Ora, a chave para ajudar nossos filhos na adolescência é se adiantar a ela. O segredo está no que já se convencionou chamar de “educação preventiva”. Se tratarmos nossas crianças como “apenas crianças”, no sentido de não lhes fornecer os elementos e as referências suficientes para que evoluam interiormente na mesma medida em que crescem corporalmente – por exemplo, nunca lhes dizendo “não” e atendendo a todos os seus desejos, não lhes ensinando limites, não incentivando as pequenas autonomias, sempre ludibriando o seu entendimento da maneira mais fácil e torpe –, quando vier o turbilhão da adolescência elas ficarão desesperadas, e nós não teremos caminhos para as ajudar. Se, ao contrário, formos atentos e conscientes na educação que lhes damos desde o princípio, acompanhando cada etapa com coerência – ministrando-lhes sempre doses adequadas de responsabilidade, ensinando uma liberdade responsável, com limites e balizas, sem autoritarismo nem laxismo, mas sendo para eles uma verdadeira e amorosa autoridade –, então a força das águas da adolescência será amparada por barragens sólidas, e poderá correr na direção certa. Se desde sempre as ajudarmos a fortalecer a sua identidade, a buscar a própria dignidade em seu interior, não serão presa fácil do grupo de pares nem dos influencers.

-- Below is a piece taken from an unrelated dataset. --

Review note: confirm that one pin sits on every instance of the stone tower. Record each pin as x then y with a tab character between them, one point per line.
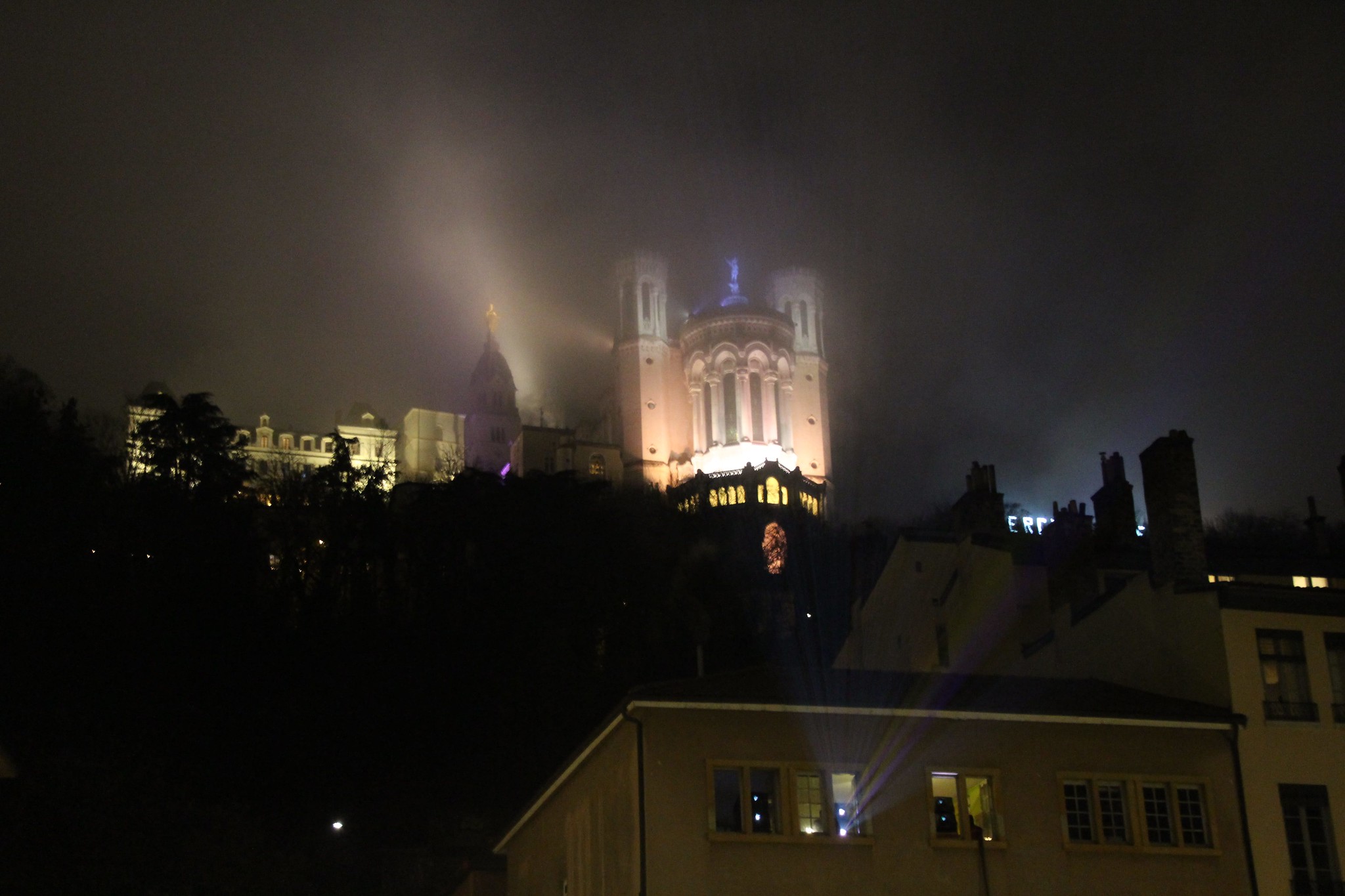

De qualquer modo, não devemos nos desesperar, nem nos culpar irracionalmente por ter errado aqui, e deixado de agir de tal modo ali... Sim, a adolescência é um momento chave, um momento em que fica em xeque a educação que demos às crianças, e é um grande funil moral. Mas não significa necessariamente que tudo está perdido. É importante não perder a esperança e não esmorecer no amor, apesar dos pesares. Não devemos ficar excessivamente impressionados com essas transformações, nem nos assustar. O jogo não está nem ganho nem perdido, e a história deles está apenas começando. Eles têm 13, 14 anos? Ora, com a ajuda de Deus, viverão mais de 80, e, embora muitas escolhas erradas tenham consequências graves para sempre, outras, graves agora, serão sanadas em seguida, e o passado ficará para trás. O importante é nós os termos ensinado, educado e amado até ali, e continuarmos amando, sendo modelo e guia, ajudando-os a interpretar a realidade e a perseverar nos seus propósitos elevados. Assim, não importa quão longe eles precisem ir, durante esses tempos difíceis, para se encontrarem: o importante é que tenham para onde voltar.